Restrict object creation
To put restraints on what objects are built and how they
are built, use SPL routines within the following setting:
- You are the DBA of the database.
- All the other users have the Connect privilege to the database. They do not have the Resource privilege.
- You use the DBA keyword to create an SPL routine (or set of SPL routines).
- Your SPL routine (or set of SPL routines) creates tables, indexes, and views in the way you define them. You might use such a routine to set up a training database environment.

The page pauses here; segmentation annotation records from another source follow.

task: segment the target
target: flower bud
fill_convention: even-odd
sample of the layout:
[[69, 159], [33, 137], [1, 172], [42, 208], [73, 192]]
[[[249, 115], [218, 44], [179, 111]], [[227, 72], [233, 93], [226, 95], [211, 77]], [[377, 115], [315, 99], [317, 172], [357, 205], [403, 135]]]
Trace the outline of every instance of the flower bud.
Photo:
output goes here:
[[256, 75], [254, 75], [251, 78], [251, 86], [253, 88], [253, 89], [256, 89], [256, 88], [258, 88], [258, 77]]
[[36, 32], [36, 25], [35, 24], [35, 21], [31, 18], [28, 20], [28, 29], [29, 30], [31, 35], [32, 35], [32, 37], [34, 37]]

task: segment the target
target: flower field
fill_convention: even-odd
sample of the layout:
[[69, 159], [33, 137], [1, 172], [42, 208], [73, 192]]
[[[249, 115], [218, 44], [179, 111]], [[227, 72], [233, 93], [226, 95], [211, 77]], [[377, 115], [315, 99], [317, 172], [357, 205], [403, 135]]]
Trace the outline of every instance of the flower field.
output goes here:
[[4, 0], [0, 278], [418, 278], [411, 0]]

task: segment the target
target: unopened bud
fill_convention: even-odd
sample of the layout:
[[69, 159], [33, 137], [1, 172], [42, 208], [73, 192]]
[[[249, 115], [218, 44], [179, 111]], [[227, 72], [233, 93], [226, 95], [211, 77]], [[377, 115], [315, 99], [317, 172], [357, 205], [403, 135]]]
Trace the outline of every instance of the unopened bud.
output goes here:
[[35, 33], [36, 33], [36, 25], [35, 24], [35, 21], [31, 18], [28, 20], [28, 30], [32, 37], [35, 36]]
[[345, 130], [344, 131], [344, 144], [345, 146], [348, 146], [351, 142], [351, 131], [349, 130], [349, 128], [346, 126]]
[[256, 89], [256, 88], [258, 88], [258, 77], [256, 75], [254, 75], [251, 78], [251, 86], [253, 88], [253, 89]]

Your SPL routine might include the creation of one or
more tables and associated indexes, as the following example shows:
CREATE DBA PROCEDURE all_objects()
CREATE TABLE learn1 (intone SERIAL, inttwo INT NOT NULL,
charcol CHAR(10) );
CREATE INDEX learn_ix ON learn1 (inttwo);
CREATE TABLE toys (name CHAR(15) NOT NULL UNIQUE,
description CHAR(30), on_hand INT);
END PROCEDURE;
To use the all_objects procedure to control additions of columns to tables, revoke the Resource privilege on the database from all users. When users try to create a table, index, or view with an SQL statement outside your procedure, they cannot do so. When users execute the procedure, they have a temporary DBA privilege so the CREATE TABLE statement, for example, succeeds, and you are guaranteed that every column that is added has a constraint placed on it. In addition, objects that users create are owned by those users. For the all_objects procedure, whoever executes the procedure owns the two tables and the index.